Trump, April 7: Look, I didn’t say that. You have to be born in the country. If he was three years old, or two years old, or one year old and people remember him — that’s irrelevant.
We agree it’s irrelevant. The fact is, though, that Trump said it.
We say again . . .
As we said at the outset, we take no stand either way on whether Trump deserves to be nominated or elected president. If he has doubts about Obama’s birth, he’s entitled to them — as is anybody else. And we would never presume to advise Republicans on whom to choose as their nominee, or to advise any voter whom to send to the White House. Our job is simply to assess evidence and call out falsehoods and factual mistakes when we find them.
We will permit ourselves this observation. Back in 2008
we said this about the many loopy theories and lawsuits claiming that Obama was born in Kenya, or somewhere other than the U.S.A:
FactCheck.org, Nov. 1, 2008: Of all the nutty rumors, baseless conspiracy theories and sheer disinformation that we’ve dealt with at FactCheck.org during campaign 2008, perhaps the goofiest is the claim that Barack Obama is not a “natural-born citizen” and therefore not eligible to be president under the constitution.

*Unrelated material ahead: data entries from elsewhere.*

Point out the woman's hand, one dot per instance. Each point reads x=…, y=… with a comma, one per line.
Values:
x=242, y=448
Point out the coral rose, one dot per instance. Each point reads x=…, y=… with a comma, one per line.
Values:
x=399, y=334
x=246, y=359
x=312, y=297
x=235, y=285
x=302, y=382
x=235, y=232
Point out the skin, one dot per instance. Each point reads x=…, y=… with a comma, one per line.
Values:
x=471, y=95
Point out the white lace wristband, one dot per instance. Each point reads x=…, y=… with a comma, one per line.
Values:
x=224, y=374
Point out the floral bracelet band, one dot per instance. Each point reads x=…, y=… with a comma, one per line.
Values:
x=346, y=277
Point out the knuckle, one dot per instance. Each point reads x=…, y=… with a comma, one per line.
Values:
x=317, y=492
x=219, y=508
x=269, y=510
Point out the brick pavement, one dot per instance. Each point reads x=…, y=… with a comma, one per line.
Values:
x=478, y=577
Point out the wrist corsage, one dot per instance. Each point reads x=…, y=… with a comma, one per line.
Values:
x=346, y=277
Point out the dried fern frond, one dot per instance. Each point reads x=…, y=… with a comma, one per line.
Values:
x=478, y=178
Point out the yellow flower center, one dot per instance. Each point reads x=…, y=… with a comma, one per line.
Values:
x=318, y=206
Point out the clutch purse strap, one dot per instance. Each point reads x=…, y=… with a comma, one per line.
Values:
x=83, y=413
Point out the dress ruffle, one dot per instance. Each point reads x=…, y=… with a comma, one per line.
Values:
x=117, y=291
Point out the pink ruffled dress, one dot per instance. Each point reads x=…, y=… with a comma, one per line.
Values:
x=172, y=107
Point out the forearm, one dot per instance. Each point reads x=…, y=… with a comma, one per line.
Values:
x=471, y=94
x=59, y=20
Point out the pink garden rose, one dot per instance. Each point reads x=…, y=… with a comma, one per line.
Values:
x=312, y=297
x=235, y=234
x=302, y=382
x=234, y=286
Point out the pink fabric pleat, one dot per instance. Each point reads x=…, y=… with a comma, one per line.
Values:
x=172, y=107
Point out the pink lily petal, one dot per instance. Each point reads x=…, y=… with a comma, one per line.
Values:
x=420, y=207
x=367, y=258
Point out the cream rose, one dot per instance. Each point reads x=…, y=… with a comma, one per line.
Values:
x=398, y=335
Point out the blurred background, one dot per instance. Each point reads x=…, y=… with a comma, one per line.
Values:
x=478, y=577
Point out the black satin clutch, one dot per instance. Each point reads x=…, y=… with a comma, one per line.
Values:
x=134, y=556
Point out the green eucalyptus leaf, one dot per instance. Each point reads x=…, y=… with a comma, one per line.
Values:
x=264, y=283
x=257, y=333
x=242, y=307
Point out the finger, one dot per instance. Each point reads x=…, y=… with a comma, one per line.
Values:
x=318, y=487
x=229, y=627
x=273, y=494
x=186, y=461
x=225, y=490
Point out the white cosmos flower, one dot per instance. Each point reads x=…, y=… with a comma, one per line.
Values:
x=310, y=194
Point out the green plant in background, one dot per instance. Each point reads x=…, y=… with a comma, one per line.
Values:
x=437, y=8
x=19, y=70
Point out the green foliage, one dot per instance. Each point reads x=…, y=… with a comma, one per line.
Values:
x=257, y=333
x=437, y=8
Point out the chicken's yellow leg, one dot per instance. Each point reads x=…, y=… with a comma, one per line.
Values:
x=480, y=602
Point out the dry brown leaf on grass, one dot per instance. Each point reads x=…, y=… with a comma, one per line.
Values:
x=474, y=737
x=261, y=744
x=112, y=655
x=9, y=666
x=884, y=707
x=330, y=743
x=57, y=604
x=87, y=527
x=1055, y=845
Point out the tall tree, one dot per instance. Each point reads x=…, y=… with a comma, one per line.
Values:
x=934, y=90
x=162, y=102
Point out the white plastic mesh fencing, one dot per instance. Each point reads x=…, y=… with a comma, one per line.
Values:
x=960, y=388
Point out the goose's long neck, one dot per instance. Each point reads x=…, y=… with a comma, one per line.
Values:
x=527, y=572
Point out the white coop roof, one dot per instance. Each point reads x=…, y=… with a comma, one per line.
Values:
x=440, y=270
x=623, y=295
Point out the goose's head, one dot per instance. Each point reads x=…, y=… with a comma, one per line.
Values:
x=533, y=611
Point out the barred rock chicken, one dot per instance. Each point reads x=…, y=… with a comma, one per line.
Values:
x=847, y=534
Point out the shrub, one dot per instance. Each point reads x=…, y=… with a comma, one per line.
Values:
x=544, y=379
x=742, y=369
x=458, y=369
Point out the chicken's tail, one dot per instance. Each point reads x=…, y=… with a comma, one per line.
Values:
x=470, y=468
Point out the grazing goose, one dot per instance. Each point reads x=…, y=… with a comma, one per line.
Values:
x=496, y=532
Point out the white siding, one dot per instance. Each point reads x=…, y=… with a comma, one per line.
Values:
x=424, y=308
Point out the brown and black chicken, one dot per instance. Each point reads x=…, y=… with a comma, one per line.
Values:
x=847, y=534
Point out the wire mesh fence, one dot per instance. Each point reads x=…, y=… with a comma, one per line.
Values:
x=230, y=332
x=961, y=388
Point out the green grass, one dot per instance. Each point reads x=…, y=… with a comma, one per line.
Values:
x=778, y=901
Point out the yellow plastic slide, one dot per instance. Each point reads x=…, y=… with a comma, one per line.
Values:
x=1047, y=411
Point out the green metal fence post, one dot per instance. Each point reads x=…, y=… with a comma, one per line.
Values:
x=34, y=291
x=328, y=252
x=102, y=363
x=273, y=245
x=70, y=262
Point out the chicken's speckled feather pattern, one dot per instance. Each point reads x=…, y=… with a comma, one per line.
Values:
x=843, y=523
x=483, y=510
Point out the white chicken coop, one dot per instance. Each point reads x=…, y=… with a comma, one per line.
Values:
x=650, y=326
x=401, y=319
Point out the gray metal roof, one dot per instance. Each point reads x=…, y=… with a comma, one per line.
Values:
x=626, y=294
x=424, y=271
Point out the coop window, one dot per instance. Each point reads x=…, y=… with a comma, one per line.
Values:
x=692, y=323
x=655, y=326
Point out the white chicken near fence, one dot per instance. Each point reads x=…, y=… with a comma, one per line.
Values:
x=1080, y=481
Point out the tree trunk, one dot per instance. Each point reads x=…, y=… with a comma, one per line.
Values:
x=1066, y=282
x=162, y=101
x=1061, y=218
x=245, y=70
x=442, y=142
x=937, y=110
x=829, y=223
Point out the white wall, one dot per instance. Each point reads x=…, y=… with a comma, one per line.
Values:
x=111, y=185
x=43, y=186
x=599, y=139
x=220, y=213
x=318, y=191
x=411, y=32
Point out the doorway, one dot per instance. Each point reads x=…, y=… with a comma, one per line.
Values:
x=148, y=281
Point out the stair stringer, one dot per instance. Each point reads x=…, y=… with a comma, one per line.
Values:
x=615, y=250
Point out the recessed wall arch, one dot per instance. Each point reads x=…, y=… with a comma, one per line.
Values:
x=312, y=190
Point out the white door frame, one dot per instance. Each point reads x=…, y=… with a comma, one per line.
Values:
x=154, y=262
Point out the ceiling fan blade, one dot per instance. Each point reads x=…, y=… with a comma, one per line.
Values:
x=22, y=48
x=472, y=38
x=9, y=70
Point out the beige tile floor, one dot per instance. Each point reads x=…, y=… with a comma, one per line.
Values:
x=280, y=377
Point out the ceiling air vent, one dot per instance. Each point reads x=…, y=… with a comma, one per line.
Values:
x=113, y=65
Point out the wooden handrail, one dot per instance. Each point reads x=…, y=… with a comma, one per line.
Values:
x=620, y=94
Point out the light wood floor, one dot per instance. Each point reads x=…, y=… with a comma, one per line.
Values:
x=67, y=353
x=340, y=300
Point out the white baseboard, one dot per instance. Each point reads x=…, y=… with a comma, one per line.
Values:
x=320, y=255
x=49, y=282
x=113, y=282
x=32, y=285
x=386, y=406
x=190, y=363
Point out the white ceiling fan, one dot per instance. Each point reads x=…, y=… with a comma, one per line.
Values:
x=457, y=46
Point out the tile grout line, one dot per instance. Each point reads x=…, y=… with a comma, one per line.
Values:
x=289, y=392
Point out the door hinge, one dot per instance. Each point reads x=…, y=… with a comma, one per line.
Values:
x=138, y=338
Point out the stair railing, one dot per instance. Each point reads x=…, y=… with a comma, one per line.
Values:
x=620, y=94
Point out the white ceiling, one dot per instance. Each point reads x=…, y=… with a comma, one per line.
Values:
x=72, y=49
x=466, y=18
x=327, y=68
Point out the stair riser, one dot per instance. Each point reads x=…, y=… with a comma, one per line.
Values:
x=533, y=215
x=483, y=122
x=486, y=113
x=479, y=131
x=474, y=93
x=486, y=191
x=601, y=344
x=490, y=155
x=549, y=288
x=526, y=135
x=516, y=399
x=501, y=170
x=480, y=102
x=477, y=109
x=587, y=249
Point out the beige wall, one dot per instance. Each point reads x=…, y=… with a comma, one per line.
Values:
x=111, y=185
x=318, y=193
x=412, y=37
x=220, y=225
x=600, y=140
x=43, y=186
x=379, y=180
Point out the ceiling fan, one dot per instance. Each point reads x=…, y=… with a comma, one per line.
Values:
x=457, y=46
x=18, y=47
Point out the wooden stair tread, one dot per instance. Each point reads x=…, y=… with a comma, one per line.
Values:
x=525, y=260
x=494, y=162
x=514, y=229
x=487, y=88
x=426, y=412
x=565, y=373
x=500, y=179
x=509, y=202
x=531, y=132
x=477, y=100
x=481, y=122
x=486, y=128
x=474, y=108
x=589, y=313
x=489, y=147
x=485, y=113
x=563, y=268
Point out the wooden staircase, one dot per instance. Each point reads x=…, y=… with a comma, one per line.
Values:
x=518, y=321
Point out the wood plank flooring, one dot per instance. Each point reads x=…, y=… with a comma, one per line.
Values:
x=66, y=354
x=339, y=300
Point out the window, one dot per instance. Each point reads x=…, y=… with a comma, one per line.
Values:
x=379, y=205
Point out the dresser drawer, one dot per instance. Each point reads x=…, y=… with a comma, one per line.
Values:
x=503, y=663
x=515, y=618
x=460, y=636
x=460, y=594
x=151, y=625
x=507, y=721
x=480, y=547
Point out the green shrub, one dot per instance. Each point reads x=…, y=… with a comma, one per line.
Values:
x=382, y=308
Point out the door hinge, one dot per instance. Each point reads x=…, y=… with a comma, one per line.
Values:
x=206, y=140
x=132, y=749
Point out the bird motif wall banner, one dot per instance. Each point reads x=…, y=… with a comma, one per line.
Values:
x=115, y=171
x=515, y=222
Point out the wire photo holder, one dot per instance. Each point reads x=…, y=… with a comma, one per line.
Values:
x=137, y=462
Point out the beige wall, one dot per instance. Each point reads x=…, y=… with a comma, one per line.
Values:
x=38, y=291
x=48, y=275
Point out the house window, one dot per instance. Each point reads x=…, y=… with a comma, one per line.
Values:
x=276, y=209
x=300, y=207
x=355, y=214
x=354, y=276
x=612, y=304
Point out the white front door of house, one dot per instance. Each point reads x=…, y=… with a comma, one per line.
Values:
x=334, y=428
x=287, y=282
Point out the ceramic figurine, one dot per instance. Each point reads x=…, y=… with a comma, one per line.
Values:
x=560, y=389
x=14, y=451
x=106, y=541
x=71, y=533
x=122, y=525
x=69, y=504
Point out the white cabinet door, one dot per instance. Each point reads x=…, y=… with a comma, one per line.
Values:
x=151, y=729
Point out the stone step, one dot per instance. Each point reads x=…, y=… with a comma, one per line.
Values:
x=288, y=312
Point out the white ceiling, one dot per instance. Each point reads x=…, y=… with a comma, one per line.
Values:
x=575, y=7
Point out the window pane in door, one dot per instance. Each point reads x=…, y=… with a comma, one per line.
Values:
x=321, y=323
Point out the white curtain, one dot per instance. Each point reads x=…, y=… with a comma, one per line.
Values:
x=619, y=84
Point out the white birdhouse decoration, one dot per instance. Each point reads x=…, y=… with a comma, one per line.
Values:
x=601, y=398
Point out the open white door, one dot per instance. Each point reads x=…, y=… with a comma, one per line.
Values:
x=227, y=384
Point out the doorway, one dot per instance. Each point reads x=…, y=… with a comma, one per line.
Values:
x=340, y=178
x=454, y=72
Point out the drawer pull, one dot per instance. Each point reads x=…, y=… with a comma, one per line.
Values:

We’ve seen no evidence that would change our conclusion in the nearly two and a half years since then.
Developments have at times been bizarre. The
U.S. Supreme Court ordered one lawyer to pay a $20,000 fine for a "frivolous" lawsuit raising some of the same claims Trump now embraces. The same lawyer introduced in court a birth certificate supposedly showing Obama was born in Mombasa — a document
quickly revealed as a forgery. Many who embrace Trump’s theories were left red-faced by a transparent
April Fool’s Day hoax in 2009.
So — love Trump or hate him. That’s your choice. All we’re saying is that his factual assertions about Obama’s birth would get him fired from any reputable news organization. Or at least, it would get him fired here.